Упита встарь была богата, знаменита,
Теперь забыли все, что где-то есть Упита:
Одна часовенка, десяток жалких хат;
Где шумный рынок был, одни грибы торчат;
Где были вал и мост преградой силе вражьей,
Крапива и лопух стоят теперь на страже;
Где замок высился на темени холма,
Стоит среди руин убогая корчма.
Застряв в Упите, я забрел в корчму без цели
И за людьми следил, что за столом сидели.

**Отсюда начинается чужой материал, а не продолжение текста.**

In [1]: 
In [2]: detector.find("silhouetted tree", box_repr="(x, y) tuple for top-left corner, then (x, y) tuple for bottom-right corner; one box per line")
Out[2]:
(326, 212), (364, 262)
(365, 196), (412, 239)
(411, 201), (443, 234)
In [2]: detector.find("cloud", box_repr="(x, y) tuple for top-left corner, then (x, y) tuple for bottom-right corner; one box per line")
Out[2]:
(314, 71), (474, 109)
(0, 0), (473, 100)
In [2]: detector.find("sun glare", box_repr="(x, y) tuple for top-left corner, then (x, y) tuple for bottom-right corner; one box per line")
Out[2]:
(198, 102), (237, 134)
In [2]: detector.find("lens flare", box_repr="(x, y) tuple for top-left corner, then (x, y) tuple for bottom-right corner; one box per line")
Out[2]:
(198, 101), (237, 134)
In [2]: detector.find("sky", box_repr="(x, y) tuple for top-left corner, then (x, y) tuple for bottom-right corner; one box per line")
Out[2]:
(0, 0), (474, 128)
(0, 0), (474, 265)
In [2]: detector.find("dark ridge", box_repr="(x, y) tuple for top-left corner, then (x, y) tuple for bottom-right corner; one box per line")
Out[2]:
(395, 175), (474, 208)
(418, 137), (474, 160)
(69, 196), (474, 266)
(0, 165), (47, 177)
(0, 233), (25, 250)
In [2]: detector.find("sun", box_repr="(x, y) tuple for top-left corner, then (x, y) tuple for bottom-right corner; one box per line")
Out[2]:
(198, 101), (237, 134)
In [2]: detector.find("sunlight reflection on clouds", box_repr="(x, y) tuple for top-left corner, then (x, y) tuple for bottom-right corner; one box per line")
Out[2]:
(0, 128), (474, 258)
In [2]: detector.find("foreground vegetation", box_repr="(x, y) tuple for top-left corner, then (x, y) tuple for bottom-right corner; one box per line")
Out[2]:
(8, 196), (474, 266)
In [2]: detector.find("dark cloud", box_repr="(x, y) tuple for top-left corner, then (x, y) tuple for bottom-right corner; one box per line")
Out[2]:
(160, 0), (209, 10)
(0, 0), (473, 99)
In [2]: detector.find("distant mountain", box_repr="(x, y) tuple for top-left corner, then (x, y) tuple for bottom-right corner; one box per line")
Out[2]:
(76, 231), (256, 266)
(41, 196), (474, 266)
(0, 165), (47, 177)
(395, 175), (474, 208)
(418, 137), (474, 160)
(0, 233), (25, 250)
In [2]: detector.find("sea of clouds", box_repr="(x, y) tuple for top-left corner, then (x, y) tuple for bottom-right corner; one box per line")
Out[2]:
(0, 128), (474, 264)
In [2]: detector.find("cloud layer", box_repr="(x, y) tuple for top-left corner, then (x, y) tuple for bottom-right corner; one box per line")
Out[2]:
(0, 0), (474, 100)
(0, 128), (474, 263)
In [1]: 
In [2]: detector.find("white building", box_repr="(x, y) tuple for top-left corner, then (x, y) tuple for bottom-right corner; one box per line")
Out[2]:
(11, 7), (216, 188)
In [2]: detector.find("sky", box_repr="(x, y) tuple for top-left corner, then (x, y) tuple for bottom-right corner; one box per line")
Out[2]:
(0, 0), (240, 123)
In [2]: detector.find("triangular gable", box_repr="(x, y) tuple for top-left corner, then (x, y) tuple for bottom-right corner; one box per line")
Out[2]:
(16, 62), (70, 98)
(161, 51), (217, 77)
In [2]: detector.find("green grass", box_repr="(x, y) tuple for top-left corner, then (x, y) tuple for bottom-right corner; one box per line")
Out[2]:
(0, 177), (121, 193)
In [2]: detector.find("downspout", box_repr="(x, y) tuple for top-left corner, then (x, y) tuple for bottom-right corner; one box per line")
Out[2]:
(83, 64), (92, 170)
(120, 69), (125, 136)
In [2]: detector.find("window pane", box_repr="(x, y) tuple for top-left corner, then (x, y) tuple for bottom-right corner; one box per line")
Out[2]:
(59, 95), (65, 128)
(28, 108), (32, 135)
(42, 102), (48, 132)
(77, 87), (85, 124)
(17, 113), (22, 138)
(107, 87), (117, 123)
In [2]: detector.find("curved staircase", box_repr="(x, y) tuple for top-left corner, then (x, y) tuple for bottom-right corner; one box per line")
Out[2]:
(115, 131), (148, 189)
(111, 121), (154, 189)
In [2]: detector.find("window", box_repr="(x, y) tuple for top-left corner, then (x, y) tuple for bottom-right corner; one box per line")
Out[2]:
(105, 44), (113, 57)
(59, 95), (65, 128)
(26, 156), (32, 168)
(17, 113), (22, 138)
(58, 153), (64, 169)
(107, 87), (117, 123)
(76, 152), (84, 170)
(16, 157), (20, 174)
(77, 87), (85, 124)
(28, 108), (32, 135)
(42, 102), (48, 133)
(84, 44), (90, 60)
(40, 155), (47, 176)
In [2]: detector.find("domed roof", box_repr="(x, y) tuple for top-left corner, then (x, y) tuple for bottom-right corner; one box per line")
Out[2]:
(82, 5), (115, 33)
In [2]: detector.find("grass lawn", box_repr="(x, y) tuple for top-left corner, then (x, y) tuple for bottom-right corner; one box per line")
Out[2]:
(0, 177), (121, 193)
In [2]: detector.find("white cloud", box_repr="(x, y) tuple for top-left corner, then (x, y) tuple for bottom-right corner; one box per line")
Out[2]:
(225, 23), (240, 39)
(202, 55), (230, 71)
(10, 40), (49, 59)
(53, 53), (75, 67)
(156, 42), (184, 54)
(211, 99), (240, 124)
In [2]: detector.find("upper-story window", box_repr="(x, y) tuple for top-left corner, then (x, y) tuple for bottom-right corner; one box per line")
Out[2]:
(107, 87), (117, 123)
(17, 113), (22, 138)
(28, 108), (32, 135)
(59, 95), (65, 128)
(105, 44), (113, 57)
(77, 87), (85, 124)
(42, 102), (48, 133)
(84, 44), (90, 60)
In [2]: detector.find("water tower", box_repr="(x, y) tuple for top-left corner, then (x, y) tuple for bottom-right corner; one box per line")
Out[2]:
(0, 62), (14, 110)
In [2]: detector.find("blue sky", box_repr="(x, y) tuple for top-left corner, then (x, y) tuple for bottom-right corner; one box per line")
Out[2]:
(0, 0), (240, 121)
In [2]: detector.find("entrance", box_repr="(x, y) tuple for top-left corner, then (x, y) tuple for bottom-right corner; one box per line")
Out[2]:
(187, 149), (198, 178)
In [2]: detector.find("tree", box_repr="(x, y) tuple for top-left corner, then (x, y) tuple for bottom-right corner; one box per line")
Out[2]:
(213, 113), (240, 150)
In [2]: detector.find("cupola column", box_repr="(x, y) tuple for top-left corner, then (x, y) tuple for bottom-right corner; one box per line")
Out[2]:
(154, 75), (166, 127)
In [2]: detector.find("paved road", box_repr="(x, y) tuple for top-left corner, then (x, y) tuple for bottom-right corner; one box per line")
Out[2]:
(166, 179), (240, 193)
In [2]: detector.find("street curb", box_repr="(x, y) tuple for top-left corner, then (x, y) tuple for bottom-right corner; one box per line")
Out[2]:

Сидело трое там. Один – старик седой
В конфедератке был да с саблею кривой;
Жупан его был пепельного цвета,
Бог весть какой он был в былые лета;
Усы предлинные, как в августовский век…
С ним рядом молодой сидел там человек.
Из грубого сукна, но модного покроя
На нем был фрак. То чуб он теребил рукою,
То кистью сапога играл, труня притом
Над дьяконом в плаще предлинном и с крестом.
Четвертый был корчмарь. Старик в конфедератке
Ему и говорит: «С тебя, что ж, взятки гладки,
Покойником тебя пугать не стану я.
Но с вами об заклад побьюсь я, кумовья,
Пускай найдет приют Сицинский
[3] на кладбище,
Корчмарь поставит мед! Не правда ли, дружище?»
Корчмарь кивнул в ответ. Я всполошился весь.
«Простите, – я спросил, – ужель Сицинский здесь?»
«Да, разговор о нем, – сказал старик в жупане.
Извольте, изложу все по порядку, пане.
Громадный замок был там, где корчма стоит,
И в нем Сицинский жил, богат и именит.
Был связан узами со знатными родами,
Был вечно окружен друзьями и льстецами.
На сеймиках всегда имел он большинство,
Диктаторствовал там, все слушались его,
С вельможами держал себя запанибрата.
Для выгоды своей не раз топил магната.
Но дольше спесь его никто стерпеть не мог,
На сеймике одном ему был дан урок:
Сицинский избранным себя уже считает,
Благодарит за честь, к себе на пир сзывает,
Как сейма высшего почтенный депутат,
Но голоса сочли. И что же? Шах и мат!
Сицинский в бешенстве. За это оскорбленье
Он шляхте страшное изобретает мщенье.
Всех на обед созвал, и сеймик весь пришел.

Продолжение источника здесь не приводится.